[PATCH v6 00/11] mmc: use nonblock mmc requests to minimize latency

Mon Jun 27 12:34:52 EDT 2011

Hi,

  The below are the timings on clean & flush.

/*
Size	 Clean	 Dirty_clean	Flush 	Dirty_Flush
	 T1(ns)       T2(ns)	      T3(ns)      T2(ns)
============================================================
4096	 30517	  30517		30517	      30517
8192	 30517	  30517		30517	      30517
16384	 30518	  30518		30518	      30518
32768	 30518	  30518		30518	      61035<--
36864	 61036	  61036		61035	      61035
65536	 91553	  91553		91553	      91553
131072 183106	  183106		183106	183106

Full	 30518	  30518		30518	      30518<--
Cache 

*/
/* Based on Above values, 32768 size is breakeven for flushing/cleaning
 * full D cache
 */

I have noticed with 32KB DLIMIT, there is small reduction about 1fps in 
skiamark profile after this change. It could be because of full flush or
clean is causing more cache misses later on in the execution.

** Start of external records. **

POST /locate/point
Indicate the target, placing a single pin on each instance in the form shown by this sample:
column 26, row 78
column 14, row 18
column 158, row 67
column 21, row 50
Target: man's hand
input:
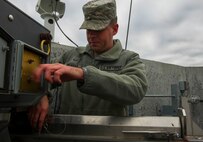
column 37, row 114
column 57, row 73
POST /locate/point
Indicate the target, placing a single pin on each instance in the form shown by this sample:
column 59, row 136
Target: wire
column 48, row 46
column 60, row 27
column 126, row 43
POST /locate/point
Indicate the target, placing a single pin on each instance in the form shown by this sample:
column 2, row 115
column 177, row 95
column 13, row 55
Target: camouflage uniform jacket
column 112, row 80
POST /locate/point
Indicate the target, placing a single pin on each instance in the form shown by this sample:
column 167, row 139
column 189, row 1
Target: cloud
column 168, row 31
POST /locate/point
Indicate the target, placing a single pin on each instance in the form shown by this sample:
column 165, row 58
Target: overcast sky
column 169, row 31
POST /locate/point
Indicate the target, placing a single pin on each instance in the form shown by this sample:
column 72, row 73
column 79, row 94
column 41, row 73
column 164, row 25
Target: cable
column 48, row 47
column 59, row 25
column 126, row 43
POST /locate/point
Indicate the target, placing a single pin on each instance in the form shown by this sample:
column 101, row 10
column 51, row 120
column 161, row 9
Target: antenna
column 126, row 42
column 50, row 10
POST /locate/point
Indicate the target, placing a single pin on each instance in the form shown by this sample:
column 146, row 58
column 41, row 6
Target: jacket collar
column 110, row 55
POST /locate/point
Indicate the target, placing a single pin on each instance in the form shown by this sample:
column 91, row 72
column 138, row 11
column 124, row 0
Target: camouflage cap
column 98, row 14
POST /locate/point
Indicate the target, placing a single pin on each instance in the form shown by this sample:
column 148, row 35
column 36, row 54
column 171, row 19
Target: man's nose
column 92, row 32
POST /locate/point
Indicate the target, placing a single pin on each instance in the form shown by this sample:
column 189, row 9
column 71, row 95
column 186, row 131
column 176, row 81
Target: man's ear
column 115, row 29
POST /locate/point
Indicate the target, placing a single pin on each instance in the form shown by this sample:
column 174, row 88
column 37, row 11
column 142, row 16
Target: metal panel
column 108, row 128
column 3, row 49
column 19, row 25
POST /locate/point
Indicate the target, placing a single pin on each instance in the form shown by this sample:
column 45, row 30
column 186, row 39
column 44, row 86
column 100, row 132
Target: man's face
column 101, row 41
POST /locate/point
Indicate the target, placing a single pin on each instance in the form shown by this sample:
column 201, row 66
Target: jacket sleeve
column 128, row 87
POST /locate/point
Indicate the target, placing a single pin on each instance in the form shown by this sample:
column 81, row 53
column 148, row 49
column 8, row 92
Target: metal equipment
column 20, row 53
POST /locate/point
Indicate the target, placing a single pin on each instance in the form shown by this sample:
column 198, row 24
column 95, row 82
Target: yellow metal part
column 30, row 61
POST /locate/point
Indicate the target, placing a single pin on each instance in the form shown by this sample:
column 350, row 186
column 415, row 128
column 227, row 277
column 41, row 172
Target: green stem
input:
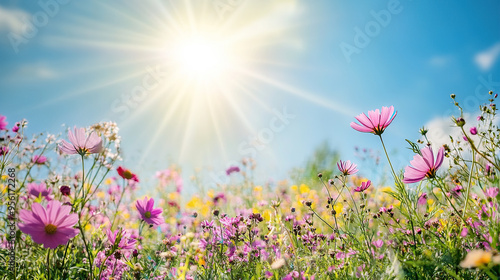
column 48, row 264
column 469, row 184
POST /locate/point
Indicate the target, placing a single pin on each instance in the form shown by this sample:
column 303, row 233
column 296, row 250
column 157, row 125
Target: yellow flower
column 173, row 195
column 210, row 193
column 476, row 258
column 267, row 215
column 194, row 203
column 304, row 189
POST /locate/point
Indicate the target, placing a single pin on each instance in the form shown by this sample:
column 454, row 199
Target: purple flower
column 347, row 168
column 473, row 130
column 456, row 191
column 51, row 226
column 81, row 143
column 39, row 159
column 232, row 169
column 4, row 150
column 422, row 199
column 15, row 128
column 423, row 166
column 3, row 123
column 364, row 186
column 39, row 190
column 125, row 242
column 491, row 192
column 378, row 243
column 65, row 190
column 148, row 214
column 376, row 121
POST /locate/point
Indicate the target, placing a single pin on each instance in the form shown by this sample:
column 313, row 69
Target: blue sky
column 321, row 62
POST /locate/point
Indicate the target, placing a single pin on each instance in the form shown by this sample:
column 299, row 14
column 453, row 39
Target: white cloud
column 487, row 58
column 440, row 60
column 31, row 72
column 13, row 20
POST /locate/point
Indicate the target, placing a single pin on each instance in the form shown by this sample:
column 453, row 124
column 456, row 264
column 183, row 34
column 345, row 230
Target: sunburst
column 209, row 53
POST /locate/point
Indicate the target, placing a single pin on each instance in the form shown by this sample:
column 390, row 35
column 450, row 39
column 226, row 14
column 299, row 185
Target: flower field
column 71, row 210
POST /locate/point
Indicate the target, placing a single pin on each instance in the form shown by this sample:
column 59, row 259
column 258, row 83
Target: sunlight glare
column 200, row 58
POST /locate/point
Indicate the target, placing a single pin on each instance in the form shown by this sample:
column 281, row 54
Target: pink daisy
column 364, row 186
column 126, row 241
column 347, row 168
column 39, row 159
column 81, row 143
column 423, row 166
column 3, row 123
column 52, row 226
column 39, row 190
column 376, row 122
column 148, row 214
column 127, row 174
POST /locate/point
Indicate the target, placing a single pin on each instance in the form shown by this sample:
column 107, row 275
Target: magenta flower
column 148, row 214
column 491, row 192
column 126, row 241
column 473, row 130
column 376, row 122
column 15, row 128
column 364, row 186
column 422, row 199
column 39, row 159
column 4, row 150
column 3, row 123
column 127, row 174
column 232, row 169
column 65, row 190
column 39, row 190
column 423, row 166
column 52, row 226
column 81, row 143
column 347, row 168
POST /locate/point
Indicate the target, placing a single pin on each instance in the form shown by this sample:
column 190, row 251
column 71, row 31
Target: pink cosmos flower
column 473, row 130
column 423, row 166
column 378, row 243
column 376, row 121
column 364, row 186
column 15, row 128
column 148, row 214
column 127, row 174
column 232, row 169
column 491, row 192
column 422, row 199
column 3, row 123
column 51, row 226
column 81, row 143
column 4, row 150
column 347, row 168
column 39, row 159
column 38, row 190
column 126, row 242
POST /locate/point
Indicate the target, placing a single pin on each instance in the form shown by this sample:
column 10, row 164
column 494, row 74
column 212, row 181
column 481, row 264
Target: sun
column 201, row 58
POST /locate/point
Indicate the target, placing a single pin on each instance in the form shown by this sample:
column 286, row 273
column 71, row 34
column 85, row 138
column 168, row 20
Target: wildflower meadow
column 71, row 210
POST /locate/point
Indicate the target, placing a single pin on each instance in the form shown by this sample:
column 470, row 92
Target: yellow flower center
column 127, row 174
column 50, row 229
column 83, row 151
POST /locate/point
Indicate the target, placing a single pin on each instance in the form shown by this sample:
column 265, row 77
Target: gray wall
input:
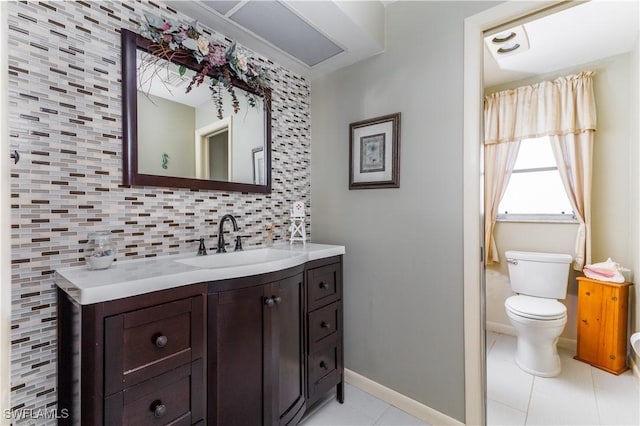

However with 64KB DLIMIT, there is further degrade in skiamark performance.
So I think 32KB is good value.

However the problems are seen in the Android UI. Small artifacts are 
seen during Video playback on UI widgets.

This artifacts are not seen if clean is called for each cpu.

Also I find it takes some effort to implement clean_all / flush_all
API's in cache-V7.S (asm) file to execute on each cpu.
And hence it was parked aside.

And I have not investigated, why flush on both cases in case of flush all on
Both cpu's always works?

Thanks & Regards
Vijay

-----Original Message-----
From: Linus Walleij [mailto:linus.walleij at linaro.org] 
Sent: Monday, June 27, 2011 5:30 PM
To: Russell King - ARM Linux; Srinidhi KASAGAR; Vijaya Kumar K-1
Cc: Per Forlin; Nicolas Pitre; Chris Ball; linaro-dev at lists.linaro.org; linux-mmc at vger.kernel.org; linux-arm-kernel at lists.infradead.org; Robert Fekete
Subject: Re: [PATCH v6 00/11] mmc: use nonblock mmc requests to minimize latency

On Mon, Jun 27, 2011 at 12:02 PM, Russell King - ARM Linux
<linux at arm.linux.org.uk> wrote:

> The next thing to think about in DMA-land is whether we should total up
> the size of the SG list and choose whether to flush the individual SG
> elements or do a full cache flush.  There becomes a point where the full
> cache flush becomes cheaper than flushing each SG element individually.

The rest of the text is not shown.